Anche la finale fu caldissima. Nel primo match Panatta prese un liscio e busso memorabile da Tony Roche e subito dopo Barazzutti, a causa delle baruffe della vigilia preferito a Zugarelli nonostante si giocasse sull’erba, non fece più di un set contro Alexander. Sembrava già finita perché il doppio australiano, Alexander-Dent, era uno dei più forti del mondo, e invece Adriano e Bertolucci giocarono forse la più bella delle loro partite e li batterono tre set a zero.
A quel punto l’Italia intera si mobilitò per assistere in diretta, nella notte fra sabato e domenica, agli ultimi due singolari.
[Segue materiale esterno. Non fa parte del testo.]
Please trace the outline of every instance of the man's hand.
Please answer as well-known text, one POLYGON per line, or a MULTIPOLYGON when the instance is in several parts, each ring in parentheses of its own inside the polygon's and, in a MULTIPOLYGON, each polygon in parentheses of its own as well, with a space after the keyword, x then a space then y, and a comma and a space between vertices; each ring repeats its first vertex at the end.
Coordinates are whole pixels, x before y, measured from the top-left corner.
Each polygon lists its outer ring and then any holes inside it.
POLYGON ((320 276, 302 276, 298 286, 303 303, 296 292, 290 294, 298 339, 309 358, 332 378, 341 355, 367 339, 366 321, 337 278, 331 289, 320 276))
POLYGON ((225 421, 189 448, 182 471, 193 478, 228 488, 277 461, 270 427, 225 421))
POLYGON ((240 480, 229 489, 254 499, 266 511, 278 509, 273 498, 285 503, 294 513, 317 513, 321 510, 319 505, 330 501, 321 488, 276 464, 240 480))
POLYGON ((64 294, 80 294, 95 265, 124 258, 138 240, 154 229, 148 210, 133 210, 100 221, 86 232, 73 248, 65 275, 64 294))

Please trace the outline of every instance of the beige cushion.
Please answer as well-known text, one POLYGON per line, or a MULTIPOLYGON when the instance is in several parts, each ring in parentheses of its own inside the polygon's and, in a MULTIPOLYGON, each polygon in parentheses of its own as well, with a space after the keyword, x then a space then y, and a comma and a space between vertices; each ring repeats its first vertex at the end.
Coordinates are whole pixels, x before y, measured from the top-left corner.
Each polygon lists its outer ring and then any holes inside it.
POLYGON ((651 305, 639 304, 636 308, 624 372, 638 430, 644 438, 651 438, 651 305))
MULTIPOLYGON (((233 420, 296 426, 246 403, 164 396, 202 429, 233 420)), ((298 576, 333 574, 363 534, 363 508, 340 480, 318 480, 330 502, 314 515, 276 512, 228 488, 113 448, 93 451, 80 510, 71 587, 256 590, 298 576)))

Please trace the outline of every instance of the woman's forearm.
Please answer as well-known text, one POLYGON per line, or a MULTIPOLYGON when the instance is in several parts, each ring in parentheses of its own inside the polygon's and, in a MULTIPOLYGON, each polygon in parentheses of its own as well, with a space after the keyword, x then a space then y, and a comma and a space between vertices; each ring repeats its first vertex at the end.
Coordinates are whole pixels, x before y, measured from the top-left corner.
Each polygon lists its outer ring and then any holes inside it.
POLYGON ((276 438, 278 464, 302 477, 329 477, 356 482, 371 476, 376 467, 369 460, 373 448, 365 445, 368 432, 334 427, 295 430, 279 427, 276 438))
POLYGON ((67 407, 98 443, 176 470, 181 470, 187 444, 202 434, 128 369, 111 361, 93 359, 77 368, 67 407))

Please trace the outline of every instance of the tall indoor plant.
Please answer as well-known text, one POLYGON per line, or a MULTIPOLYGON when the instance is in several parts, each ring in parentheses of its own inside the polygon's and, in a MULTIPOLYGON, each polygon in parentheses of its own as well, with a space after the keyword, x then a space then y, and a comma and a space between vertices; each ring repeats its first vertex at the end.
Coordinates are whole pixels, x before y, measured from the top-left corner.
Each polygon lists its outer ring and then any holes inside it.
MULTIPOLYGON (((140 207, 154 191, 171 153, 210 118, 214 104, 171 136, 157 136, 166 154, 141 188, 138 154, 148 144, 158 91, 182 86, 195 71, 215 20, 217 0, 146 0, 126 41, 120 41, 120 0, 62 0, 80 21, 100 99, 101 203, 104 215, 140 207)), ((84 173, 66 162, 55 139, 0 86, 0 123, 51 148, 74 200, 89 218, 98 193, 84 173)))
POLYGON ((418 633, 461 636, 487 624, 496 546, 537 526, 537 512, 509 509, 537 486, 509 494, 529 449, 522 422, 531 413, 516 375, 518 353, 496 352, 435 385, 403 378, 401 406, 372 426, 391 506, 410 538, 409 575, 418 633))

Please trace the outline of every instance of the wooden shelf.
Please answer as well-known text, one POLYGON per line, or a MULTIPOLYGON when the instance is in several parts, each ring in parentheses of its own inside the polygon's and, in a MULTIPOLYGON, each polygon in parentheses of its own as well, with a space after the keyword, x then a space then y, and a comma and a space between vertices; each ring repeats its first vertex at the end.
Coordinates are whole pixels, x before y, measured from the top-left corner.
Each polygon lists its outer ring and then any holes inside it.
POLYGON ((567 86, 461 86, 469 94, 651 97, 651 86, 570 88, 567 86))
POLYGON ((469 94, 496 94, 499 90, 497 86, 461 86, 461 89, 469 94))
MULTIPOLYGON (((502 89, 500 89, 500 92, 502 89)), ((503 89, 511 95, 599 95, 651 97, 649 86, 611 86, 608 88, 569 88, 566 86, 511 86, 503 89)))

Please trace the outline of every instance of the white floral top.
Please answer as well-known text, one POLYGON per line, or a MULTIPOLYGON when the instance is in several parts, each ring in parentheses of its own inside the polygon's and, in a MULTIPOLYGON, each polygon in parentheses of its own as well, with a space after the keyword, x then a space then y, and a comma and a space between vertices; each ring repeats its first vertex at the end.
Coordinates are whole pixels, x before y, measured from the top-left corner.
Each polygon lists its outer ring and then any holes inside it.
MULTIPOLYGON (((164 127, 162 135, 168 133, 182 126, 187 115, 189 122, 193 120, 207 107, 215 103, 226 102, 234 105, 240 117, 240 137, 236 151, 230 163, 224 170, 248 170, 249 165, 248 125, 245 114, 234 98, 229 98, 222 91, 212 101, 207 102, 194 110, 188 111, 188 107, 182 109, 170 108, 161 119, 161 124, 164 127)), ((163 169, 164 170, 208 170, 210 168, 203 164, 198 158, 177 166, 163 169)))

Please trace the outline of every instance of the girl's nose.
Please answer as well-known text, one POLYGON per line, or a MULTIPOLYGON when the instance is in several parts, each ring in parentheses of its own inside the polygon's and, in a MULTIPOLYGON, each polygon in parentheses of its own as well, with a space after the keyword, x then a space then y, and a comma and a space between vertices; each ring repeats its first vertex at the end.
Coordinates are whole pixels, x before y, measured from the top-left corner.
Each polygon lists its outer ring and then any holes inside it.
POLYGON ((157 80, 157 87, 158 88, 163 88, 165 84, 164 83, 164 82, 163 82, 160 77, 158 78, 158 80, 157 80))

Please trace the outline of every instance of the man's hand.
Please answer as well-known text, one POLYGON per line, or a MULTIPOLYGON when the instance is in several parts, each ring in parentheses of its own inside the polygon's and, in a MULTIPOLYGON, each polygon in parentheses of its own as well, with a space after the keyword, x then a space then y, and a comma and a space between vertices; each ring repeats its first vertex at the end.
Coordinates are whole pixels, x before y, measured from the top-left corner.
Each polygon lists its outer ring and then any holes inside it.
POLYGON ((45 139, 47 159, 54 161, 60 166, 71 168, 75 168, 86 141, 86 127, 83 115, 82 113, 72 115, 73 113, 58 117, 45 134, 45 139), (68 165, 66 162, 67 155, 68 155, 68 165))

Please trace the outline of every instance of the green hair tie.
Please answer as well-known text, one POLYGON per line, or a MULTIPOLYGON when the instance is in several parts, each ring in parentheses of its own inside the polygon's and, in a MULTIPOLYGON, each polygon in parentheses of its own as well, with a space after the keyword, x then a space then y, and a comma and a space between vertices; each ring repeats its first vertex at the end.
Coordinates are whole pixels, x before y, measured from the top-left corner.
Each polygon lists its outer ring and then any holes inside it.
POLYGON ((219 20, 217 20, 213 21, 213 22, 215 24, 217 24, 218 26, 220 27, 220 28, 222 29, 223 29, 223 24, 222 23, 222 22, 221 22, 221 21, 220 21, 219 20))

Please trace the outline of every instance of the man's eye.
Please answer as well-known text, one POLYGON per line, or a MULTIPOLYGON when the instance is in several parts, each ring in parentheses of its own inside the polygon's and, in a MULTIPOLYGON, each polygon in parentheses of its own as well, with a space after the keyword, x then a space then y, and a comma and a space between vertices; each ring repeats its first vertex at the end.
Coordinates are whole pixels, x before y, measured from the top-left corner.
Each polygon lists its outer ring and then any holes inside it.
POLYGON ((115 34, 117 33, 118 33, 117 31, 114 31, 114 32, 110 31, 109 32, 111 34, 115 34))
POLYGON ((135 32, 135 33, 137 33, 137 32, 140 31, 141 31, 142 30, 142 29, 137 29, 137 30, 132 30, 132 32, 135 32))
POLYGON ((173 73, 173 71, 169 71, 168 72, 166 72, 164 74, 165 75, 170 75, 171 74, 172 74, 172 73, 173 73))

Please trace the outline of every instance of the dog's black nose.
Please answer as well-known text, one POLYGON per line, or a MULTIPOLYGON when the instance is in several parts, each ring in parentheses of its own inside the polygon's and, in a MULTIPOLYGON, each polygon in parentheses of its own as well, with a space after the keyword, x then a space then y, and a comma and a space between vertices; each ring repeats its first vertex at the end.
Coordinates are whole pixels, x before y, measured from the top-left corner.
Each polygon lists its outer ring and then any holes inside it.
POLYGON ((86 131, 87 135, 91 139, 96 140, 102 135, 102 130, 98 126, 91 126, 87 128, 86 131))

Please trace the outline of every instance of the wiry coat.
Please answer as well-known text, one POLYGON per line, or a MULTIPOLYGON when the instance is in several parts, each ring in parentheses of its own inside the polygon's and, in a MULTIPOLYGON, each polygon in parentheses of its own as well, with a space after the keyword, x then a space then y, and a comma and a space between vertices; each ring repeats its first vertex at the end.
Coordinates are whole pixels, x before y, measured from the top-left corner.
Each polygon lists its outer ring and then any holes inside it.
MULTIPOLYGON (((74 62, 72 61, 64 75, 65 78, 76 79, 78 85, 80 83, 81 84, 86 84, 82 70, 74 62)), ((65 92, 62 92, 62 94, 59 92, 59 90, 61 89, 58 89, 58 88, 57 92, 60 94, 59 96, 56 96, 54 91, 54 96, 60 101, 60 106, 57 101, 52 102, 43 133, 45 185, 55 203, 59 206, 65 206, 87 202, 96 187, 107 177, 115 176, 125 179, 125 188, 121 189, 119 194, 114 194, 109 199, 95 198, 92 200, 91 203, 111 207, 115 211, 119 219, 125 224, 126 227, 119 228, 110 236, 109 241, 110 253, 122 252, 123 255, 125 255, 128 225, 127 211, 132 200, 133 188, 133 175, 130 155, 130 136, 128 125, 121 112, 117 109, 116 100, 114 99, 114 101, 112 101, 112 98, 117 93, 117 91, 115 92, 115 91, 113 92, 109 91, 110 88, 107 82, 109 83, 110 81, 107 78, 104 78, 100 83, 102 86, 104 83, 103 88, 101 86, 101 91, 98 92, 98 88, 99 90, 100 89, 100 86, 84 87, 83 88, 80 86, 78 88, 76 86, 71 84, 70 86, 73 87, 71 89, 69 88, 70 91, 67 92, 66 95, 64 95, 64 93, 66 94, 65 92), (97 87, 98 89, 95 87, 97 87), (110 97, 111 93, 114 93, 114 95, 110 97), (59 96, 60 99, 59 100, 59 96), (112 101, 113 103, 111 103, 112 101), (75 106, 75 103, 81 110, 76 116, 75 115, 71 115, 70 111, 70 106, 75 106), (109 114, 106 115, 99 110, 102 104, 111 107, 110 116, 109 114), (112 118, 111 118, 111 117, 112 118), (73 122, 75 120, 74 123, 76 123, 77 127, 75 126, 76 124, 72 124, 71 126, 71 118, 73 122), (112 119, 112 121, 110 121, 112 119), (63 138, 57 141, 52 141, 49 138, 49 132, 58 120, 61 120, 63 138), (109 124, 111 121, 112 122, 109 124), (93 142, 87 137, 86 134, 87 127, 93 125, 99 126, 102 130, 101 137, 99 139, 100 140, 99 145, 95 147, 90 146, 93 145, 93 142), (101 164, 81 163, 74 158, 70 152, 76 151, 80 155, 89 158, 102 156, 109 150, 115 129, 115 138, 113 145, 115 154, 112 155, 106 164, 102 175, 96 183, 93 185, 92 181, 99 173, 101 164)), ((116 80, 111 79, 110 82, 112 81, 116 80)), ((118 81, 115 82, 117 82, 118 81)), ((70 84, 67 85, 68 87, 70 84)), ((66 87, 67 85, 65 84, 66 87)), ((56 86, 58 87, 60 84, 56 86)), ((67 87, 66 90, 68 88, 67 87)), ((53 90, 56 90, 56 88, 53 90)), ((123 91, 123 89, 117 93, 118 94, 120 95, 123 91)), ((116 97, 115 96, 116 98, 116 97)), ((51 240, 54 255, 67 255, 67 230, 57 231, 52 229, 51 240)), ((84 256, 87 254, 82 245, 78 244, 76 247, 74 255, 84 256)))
Gruppi di amici si riunirono davanti al televisore, muniti di cibarie e sigarette, per vivere di persona le emozioni che grazie ai satelliti quel confronto avrebbe proposto loro da 18.000 chilometri di distanza. Panatta perse il primo set ma poi ribaltò l’esito dell’incontro e si portò avanti per 2-1. In Italia quasi albeggiava ma il tifo era alle stelle. A quel punto, però, il tempo si guastò. A White City si alzò un vento capriccioso e fastidioso, una raffica di qua e una di là, con velocità sempre diverse. Sia Alexander sia Panatta, entrambi molto alti, lo pativano quando si trovavano al servizio. Adriano, però, lo patì un po’ di più, e perse i successivi due set 8-6 e 11-9 (all’epoca in Davis non c’era ancora il tie break). Il sogno di un bis mondiale svanì così, in una caliginosa serata australiana e nel corrispondente mattino italiano, lasciandoci ancor più amaro in bocca perché nell’inutile match successivo Barazzutti dimostrò di poter tenere testa a Roche prima che la notte li fermasse sul 12-12 nel primo set.
A ripensarci oggi, credo che nel nostro Paese il tennis abbia toccato proprio in quei giorni il vertice massimo della sua popolarità. All’epoca non c’era ancora l’Auditel (la Rai era monopolista), ma nonostante fossero gli anni dei trionfi di Lauda con la Ferrari do per certo che nei gusti degli sportivi e negli spazi di cui godeva il tennis era secondo soltanto al calcio e sopravanzava la Formula 1. Poi vennero la cacciata di Pietrangeli e il patetico tracollo di Budapest. La magìa di quella squadra si era incrinata a Sydney e neppure le finali del ’79 a San Francisco e dell’80 a Praga furono sufficienti a ricostruire l’incanto della vigilia australiana.